Die Busfahrer*innen sind zurzeit im Arbeitskampf, für mehr Gerechtigkeit auf ihren Lohnzetteln. ver.di ist im Arbeitskampf für mehr Gerechtigkeit im öffentlichen Dienst. Da geht es nicht nur um eine ehrliche und leistungsgerechte, akzeptable Bezahlung, da geht es auch darum deutlich zu machen, dass Busfahrer*innen und ihre Tätigkeit überall gleich viel wert sind.
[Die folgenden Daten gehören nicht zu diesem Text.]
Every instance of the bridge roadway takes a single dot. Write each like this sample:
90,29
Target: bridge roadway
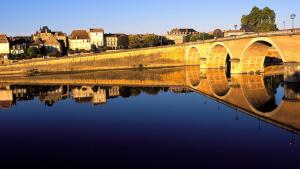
247,93
246,52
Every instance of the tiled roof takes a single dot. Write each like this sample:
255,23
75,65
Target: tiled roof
3,38
96,30
79,34
38,42
184,30
51,41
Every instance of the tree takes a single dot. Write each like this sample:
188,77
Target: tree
198,37
32,52
151,40
260,20
123,42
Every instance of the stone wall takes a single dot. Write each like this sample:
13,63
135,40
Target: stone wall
143,58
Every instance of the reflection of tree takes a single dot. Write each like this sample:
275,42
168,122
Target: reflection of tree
151,91
135,91
272,83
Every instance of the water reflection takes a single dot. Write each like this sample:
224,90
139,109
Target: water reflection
263,95
185,108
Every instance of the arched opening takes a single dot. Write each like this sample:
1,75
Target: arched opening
219,58
228,66
264,94
260,56
218,82
193,57
193,76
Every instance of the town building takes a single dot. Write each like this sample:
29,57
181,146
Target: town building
4,45
20,44
51,39
97,37
80,40
178,35
112,41
85,39
52,45
244,30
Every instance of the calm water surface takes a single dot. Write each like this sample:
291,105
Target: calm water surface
171,118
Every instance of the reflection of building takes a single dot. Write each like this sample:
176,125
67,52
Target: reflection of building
6,98
179,89
178,35
114,91
99,97
52,96
84,94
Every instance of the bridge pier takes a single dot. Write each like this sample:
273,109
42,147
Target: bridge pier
235,66
292,72
203,63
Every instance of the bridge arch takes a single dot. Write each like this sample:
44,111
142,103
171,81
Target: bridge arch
219,56
218,83
192,56
193,76
255,53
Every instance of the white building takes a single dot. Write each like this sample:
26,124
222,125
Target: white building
97,37
4,44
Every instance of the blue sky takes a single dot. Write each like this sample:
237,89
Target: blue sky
21,17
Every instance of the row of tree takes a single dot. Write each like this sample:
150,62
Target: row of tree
149,40
260,20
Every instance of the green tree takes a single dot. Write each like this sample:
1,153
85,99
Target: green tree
32,52
123,41
151,40
260,20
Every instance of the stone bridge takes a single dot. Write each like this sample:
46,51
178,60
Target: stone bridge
246,53
247,93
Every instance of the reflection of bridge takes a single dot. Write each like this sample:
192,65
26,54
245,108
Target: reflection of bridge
246,53
245,92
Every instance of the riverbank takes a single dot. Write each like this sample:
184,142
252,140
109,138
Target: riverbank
170,56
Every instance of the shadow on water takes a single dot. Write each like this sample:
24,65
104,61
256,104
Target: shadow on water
150,113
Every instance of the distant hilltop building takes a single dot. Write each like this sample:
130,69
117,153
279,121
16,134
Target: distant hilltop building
83,40
4,44
178,35
244,30
20,44
4,48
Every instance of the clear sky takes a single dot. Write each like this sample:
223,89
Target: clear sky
21,17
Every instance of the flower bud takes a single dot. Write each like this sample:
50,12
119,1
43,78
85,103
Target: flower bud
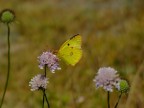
123,86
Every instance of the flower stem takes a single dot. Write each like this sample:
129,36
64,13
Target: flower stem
44,89
118,100
46,99
43,102
8,71
108,99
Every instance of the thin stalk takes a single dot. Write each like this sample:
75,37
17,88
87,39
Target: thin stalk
8,71
118,100
44,89
108,99
46,99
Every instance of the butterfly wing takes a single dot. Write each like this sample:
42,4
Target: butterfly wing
71,51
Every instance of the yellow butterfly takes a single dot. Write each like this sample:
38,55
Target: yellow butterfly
71,51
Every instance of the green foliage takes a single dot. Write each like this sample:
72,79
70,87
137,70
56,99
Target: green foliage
113,35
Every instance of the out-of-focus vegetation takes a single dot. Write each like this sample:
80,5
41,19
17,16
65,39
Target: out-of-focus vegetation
113,35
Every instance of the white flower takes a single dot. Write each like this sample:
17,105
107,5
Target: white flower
107,78
50,60
38,82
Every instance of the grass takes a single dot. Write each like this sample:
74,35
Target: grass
112,36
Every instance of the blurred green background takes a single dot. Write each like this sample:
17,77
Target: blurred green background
113,35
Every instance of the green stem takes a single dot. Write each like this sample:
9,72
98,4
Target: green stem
8,71
108,99
43,102
44,89
46,99
118,100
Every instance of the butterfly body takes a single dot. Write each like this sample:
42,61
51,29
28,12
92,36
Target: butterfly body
71,51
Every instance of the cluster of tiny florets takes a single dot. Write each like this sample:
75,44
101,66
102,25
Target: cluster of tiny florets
107,78
50,60
38,82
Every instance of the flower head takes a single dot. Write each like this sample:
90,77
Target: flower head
7,16
107,78
50,60
38,82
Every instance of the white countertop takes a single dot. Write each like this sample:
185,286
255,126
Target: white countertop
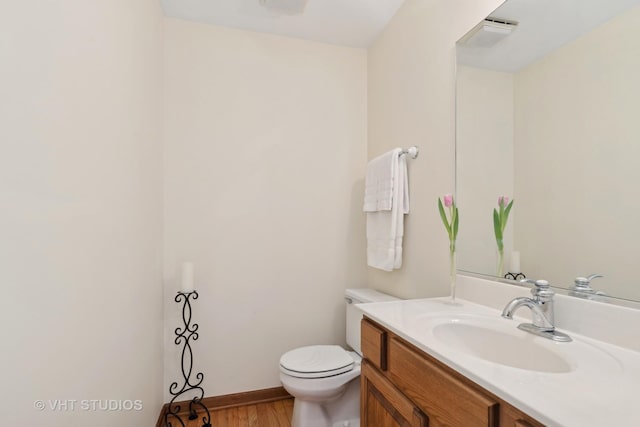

Schluss mit Lohn- und Sozialdumping bspw. durch regionale Tarifverträge. Ein einheitlicher und allgemeinverbindlicher Tarifvertrag für ganz Deutschland ist überfällig. Dieser gilt dann für jeden Busfahrer*innen und schiebt den Lohndumpern mit ihren Billigeinsätzen einen Riegel vor. Der Verein mobifair unterstützt die Kolleg*innen aus der Busbranche und ruft zur Solidarität mit den Kolleg*innen von ver.di auf. So wie es in Bayern 56 Prozent der Bevölkerung tun. Der Arbeitskampf findet auch „im Volk“ Zuspruch. Das Verständnis für diesen berechtigten Kampf wächst. Liebe „Ausbeuter“ – Unternehmen auf der Straße, denkt darüber nach, wer seine Busfahrer*innen nicht anständig und leistungsgerecht bezahlt, den mag i.d.R. auch der Kunde nicht. Zeigt endlich Rückgrat, steht hinter den Forderungen von ver.di und zeigt, dass ihr hinter euren Beschäftigten steht. Alles was ihr diesbezüglich u.a. über eure Verbände verkünden lasst, nimmt euch schon lange keiner mehr ab. Wer für gute Arbeit schlecht bezahlt, der muss sich schämen. Und an alle Aufgabenträger gerichtet: Wer das noch mit Billigvergaben nach vorne treibt, der unterstützt die Ausbeutung und muss sich noch weitaus mehr schämen. Busfahrer*innen sind nicht nur mehr wert, sie sind sogar viel mehr wert! Traut euch endlich, es wird sich lohnen – auch für die jeweiligen Unternehmen.